すぷりんぐぶろぐ

陥穽から風穴をさがす

二月末日の馬鹿話

2017年02月28日 | その他
 2月28日が「バカヤローの日」であることを数年前に知った。
 昭和期の国会解散時のエピソードから出たものだが、この日を記すそうというセンスというのは結構好きだなあ。

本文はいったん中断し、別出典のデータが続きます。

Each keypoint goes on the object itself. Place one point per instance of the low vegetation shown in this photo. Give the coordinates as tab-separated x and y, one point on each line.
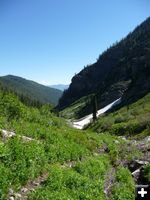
77	161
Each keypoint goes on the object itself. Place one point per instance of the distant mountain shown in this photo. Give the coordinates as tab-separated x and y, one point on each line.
122	70
61	87
31	89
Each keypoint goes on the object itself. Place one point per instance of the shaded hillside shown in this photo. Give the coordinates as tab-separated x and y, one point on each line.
132	120
61	87
123	67
31	89
41	158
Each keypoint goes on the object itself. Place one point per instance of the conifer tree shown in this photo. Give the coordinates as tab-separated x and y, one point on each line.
94	108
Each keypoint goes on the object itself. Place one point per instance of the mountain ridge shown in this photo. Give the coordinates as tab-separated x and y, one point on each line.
118	72
31	89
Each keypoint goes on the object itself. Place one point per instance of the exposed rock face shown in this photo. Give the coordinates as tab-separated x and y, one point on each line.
123	67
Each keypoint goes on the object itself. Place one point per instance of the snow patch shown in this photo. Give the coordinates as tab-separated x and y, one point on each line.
80	123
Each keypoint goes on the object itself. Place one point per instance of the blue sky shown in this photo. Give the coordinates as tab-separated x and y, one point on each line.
48	41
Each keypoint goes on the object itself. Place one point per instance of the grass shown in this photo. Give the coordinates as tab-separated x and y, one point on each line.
55	145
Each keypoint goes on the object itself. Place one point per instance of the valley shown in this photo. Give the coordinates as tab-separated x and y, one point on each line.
52	147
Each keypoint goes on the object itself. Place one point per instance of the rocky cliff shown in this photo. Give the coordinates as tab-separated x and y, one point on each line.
122	70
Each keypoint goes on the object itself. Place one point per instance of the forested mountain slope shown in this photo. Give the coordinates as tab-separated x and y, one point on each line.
123	69
31	89
42	158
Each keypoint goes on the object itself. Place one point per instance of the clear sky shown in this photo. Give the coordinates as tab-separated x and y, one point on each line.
48	41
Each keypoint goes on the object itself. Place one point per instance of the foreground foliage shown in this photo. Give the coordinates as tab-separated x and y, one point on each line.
77	161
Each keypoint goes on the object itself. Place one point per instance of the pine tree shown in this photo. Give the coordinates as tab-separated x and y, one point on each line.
94	108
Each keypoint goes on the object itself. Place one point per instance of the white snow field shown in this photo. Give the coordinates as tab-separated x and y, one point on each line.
81	123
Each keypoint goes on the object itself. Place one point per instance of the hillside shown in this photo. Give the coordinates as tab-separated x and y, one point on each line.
61	87
31	89
42	158
122	70
132	120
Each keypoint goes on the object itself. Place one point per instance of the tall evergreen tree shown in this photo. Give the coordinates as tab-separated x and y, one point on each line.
94	107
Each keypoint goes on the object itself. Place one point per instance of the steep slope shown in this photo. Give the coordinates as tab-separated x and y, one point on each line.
132	120
31	89
61	87
123	67
41	158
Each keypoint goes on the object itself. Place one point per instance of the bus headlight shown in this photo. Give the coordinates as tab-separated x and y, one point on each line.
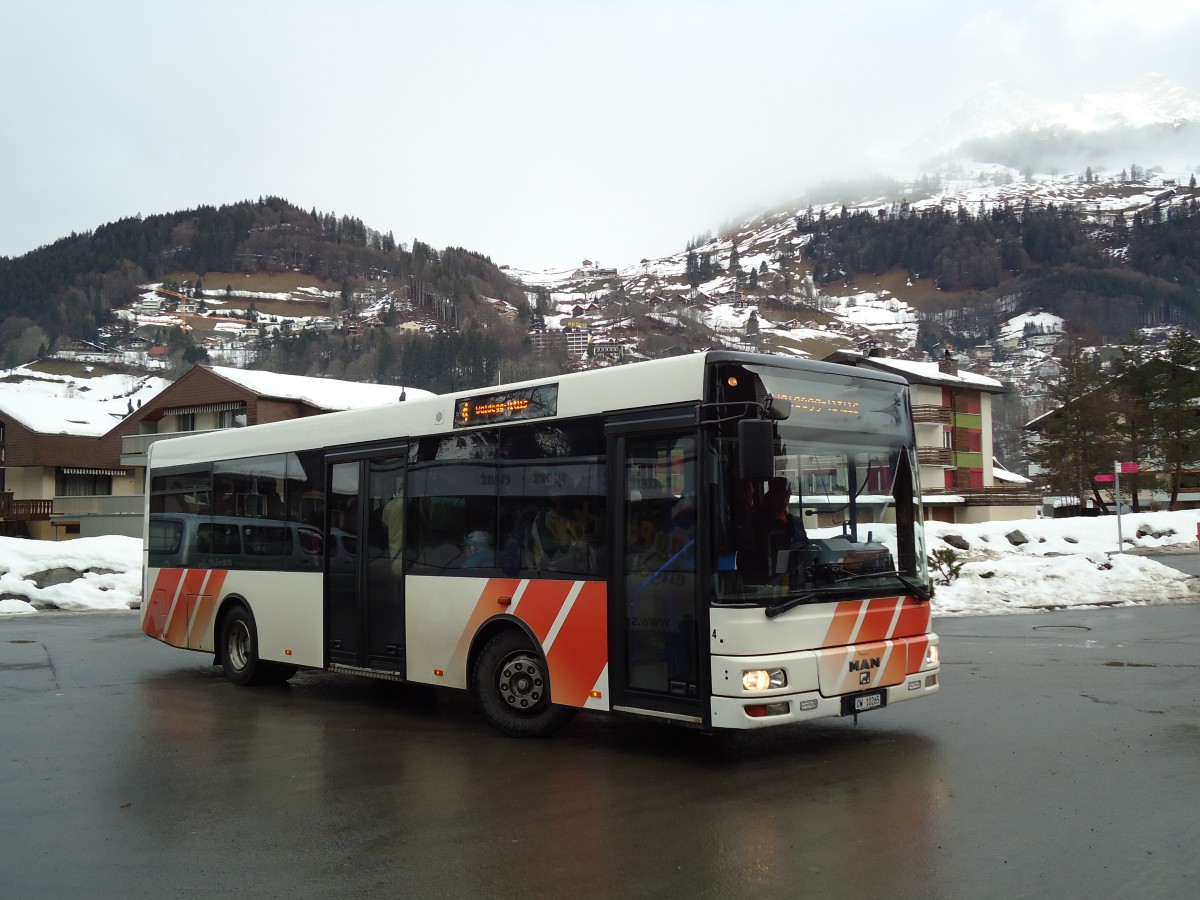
761	679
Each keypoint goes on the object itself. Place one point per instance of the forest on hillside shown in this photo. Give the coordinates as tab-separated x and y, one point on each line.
1107	280
69	288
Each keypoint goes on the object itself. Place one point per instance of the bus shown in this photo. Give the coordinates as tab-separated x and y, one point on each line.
723	540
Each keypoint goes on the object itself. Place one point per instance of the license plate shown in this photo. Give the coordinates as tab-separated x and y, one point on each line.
862	702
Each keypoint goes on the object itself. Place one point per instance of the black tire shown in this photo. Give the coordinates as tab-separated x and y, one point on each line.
511	688
239	649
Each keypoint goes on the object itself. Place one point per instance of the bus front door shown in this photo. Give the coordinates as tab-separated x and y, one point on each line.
364	564
657	619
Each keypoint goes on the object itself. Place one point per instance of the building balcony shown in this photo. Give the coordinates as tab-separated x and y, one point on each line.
929	414
99	505
1003	496
136	447
935	456
24	510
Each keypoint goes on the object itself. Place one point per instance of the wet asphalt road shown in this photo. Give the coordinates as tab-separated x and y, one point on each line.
1061	759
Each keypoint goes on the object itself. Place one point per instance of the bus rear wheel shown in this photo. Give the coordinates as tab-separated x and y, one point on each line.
239	651
511	685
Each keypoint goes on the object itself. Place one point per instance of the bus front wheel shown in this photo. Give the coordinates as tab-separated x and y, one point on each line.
511	687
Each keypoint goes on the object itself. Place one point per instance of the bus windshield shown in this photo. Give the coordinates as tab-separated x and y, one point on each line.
840	517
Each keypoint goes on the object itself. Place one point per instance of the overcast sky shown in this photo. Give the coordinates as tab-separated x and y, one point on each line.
538	133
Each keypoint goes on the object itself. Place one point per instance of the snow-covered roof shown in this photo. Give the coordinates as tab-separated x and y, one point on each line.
321	393
59	415
83	407
923	372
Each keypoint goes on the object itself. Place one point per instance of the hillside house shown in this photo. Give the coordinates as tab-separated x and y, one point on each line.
72	468
952	411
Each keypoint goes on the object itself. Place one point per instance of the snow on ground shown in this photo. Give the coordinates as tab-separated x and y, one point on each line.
82	574
1066	563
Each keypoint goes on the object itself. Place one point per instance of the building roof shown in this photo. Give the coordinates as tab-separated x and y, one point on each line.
919	372
78	406
321	393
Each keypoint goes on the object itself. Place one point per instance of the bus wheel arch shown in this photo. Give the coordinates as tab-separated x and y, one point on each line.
510	682
237	647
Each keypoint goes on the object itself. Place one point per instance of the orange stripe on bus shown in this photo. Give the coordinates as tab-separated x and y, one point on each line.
166	585
540	605
487	606
581	649
917	647
180	617
877	622
203	619
845	617
913	618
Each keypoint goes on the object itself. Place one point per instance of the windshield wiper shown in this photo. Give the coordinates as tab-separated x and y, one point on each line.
919	591
791	603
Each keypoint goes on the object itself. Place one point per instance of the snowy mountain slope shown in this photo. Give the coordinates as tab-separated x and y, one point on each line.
1003	119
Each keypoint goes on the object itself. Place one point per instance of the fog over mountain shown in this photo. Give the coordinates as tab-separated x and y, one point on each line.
1152	123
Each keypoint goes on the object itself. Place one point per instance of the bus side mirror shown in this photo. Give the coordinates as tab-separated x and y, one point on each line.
756	449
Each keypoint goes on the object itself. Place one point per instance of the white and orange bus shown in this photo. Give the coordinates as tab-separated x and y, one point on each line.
724	540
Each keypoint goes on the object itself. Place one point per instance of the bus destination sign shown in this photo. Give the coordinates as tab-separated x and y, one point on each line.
507	406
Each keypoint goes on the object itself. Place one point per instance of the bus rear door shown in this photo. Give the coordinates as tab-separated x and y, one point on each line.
657	618
364	576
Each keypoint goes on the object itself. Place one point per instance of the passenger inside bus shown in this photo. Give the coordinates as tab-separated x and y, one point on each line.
563	535
774	531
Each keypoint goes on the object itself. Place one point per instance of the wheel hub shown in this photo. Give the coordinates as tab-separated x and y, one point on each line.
521	682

 そもそも「馬鹿」とはどんな意味なのか、とつい調べたくなってしまう。
 世の中、そんな馬鹿者が無駄なことを繰り広げているから、面白くなる。


 まずは『日本 語源辞典』(日本文芸社)より

【語源】⑴痴の意を持つ梵語moha慕何(ばくか)から。
    ⑵同じく無知の意のmahallaka摩訶羅(まから)が訛ったもの。


 ここを知ると、「馬鹿だなあ」という冗談を「マカラだなあ」と言って煙に巻いても洒落ている気がする。

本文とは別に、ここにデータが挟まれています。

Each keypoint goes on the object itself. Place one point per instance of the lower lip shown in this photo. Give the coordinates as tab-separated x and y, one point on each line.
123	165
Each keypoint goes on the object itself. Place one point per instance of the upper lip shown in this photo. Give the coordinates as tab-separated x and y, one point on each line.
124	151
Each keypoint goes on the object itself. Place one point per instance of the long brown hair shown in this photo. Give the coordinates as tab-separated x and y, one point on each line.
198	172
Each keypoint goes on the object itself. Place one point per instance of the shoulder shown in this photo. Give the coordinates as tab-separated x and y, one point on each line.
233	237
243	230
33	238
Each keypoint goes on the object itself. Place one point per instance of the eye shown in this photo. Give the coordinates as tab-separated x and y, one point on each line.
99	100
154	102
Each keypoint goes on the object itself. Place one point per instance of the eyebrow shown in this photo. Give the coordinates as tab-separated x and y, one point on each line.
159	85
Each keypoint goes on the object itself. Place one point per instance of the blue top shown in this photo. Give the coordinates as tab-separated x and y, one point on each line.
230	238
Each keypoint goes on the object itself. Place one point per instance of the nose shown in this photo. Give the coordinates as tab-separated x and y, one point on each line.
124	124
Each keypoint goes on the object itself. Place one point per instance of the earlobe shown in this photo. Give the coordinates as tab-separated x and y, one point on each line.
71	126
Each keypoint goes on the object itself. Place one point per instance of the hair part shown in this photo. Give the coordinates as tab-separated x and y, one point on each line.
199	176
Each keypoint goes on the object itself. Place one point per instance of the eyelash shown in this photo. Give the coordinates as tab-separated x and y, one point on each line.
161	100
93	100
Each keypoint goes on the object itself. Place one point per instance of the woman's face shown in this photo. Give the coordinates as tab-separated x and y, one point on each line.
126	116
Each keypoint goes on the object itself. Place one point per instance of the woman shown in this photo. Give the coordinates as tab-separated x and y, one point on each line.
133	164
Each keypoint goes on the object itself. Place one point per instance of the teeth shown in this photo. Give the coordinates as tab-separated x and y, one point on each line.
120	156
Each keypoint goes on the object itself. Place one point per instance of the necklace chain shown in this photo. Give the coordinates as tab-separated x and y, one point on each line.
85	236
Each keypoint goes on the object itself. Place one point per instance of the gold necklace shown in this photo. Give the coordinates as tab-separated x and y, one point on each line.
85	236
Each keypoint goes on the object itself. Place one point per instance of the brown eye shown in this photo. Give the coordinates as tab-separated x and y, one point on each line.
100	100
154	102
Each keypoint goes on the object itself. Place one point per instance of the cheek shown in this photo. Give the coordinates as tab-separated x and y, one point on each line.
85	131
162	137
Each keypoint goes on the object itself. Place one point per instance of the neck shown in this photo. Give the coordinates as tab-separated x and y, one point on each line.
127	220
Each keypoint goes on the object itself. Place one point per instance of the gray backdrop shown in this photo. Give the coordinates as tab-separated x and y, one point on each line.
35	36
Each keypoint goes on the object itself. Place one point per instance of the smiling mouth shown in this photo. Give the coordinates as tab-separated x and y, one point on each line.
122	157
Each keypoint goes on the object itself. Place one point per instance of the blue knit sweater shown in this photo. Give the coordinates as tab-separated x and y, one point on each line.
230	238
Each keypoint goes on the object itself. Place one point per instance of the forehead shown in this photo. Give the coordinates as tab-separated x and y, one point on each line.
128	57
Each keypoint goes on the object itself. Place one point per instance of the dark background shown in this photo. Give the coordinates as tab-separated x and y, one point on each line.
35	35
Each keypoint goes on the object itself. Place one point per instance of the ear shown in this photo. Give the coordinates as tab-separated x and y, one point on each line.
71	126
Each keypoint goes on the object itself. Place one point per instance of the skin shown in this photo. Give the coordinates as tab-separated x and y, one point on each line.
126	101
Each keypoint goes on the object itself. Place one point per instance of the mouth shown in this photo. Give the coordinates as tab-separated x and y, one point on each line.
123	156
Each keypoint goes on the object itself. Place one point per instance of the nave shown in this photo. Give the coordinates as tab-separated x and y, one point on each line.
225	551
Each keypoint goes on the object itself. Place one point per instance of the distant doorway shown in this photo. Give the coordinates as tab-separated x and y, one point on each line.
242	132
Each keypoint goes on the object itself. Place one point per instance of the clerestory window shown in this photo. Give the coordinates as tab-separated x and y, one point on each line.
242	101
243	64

 電子辞書で調べると、内蔵している三辞書ともやや違いがあって面白い。
 一番シンプルにかつ多方面に書いてある『明鏡国語辞典』を引用してみよう。

 ➊頭のはたらきがにぶいこと。また、その人
 ➋つまらないこと。何の益もないこと。
 ➌損をすること
 ➍機能を果たさないこと
 ➎一つのことだけにかかわっていて、広い視野の判断ができないこと
 ➏程度が並外れていること。


 こう並べてみると、「あなた、馬鹿ではありませんか」と問われて、即否定できる人などなかなかお目にかかれない気がする。

 「本当に、そうだなあ。➊そのものだ」
 「ぼくは➋の馬鹿です」
 「俺なんかまったく➌の人生を送っている」
 「この頃、まったく➍の馬鹿ですね」

といった、妄想返答は十分考えられる。


 ネットの「語源由来辞典」に俗説が載っていた。

 『史記』の故事「鹿をさして、馬となす」からというものである。
 秦の時代、趙高という権力者が二世皇帝に、鹿を「馬です」といって献じた。
 周りの家臣たちは、趙高の権勢を恐れ「馬です」と答えたが、それを「鹿」といった者は暗殺された。

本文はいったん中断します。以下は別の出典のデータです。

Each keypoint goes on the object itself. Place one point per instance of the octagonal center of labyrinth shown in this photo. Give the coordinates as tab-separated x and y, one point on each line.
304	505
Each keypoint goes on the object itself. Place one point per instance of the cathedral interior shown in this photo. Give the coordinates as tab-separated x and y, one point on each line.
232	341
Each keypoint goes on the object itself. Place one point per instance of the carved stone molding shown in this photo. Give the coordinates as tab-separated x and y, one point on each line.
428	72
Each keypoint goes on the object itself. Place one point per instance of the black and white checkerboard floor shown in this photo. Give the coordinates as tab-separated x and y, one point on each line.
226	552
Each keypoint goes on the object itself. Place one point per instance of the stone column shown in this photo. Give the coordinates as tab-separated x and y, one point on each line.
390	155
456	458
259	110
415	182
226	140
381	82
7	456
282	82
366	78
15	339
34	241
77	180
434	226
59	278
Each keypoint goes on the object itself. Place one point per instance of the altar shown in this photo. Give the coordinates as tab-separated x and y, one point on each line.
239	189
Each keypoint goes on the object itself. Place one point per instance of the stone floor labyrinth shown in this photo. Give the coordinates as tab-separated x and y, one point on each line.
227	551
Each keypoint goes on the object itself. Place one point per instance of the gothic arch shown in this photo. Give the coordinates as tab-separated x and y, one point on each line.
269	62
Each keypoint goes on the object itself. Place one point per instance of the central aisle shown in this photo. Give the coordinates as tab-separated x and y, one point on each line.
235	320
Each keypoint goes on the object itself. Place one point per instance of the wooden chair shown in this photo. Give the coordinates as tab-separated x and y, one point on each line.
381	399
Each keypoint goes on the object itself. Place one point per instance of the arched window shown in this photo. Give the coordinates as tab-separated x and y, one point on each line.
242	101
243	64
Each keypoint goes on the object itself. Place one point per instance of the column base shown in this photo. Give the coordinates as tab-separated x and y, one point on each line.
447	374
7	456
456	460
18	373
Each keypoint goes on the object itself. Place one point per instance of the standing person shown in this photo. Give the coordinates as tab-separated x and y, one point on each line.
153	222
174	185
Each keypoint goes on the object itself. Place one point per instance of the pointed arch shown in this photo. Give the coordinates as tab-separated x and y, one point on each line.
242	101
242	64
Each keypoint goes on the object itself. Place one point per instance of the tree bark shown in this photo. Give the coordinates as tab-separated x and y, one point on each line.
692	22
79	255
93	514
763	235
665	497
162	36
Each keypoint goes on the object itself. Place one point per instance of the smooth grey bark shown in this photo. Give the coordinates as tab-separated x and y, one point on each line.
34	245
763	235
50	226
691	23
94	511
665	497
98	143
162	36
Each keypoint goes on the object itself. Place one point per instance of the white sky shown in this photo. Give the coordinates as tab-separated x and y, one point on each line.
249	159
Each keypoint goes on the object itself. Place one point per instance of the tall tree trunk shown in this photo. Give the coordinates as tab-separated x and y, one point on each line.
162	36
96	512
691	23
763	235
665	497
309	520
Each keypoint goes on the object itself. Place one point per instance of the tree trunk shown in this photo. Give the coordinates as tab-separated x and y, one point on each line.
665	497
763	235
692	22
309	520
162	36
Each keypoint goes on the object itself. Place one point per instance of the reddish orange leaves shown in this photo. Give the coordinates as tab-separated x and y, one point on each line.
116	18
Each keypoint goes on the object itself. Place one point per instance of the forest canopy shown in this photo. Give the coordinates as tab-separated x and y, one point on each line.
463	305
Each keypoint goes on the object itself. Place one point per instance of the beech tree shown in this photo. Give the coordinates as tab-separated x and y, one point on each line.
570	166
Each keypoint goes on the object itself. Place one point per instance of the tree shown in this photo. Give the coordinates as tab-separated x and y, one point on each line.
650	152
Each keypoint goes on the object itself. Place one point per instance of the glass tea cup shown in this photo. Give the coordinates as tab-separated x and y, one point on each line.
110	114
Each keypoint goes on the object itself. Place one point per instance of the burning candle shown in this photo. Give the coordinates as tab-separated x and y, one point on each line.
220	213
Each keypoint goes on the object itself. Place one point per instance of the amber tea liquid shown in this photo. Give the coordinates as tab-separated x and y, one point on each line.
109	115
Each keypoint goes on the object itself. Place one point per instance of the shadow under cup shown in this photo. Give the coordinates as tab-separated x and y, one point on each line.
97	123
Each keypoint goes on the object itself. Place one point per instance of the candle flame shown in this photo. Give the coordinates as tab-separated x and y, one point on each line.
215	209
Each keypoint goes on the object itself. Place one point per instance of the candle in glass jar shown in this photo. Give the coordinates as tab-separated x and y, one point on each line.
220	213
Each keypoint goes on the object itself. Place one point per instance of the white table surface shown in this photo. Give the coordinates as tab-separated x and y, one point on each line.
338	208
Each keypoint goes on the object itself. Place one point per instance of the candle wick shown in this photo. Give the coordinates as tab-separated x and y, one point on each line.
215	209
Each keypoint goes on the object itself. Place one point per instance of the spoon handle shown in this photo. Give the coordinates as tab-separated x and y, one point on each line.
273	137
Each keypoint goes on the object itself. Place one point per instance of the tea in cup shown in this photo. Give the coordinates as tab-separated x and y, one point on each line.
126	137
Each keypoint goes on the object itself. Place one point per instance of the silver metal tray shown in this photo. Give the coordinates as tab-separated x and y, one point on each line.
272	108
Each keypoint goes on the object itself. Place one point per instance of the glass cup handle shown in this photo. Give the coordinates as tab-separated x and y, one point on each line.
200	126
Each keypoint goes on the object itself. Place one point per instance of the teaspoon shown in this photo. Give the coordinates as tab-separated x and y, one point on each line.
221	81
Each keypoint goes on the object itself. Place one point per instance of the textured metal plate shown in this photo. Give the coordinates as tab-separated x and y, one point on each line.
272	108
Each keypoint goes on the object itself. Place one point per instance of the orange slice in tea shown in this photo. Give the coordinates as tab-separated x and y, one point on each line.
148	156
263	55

 このことから、自分の権勢をよいことに矛盾したことを押し通す意味として「馬鹿」と言うようになったというものである。

 なんだか、現在も世界のどこかで、あるいはこの国でも見られそうなことだなあと、思ってしまう。


 こんな馬鹿話を書き連ねるうちに、二月は過ぎる。




 本当に良いお天気の末日でした。
 そして、とうとう新聞に花粉情報が載りました。
 今年も、いよいよ戦いが始まりそうです。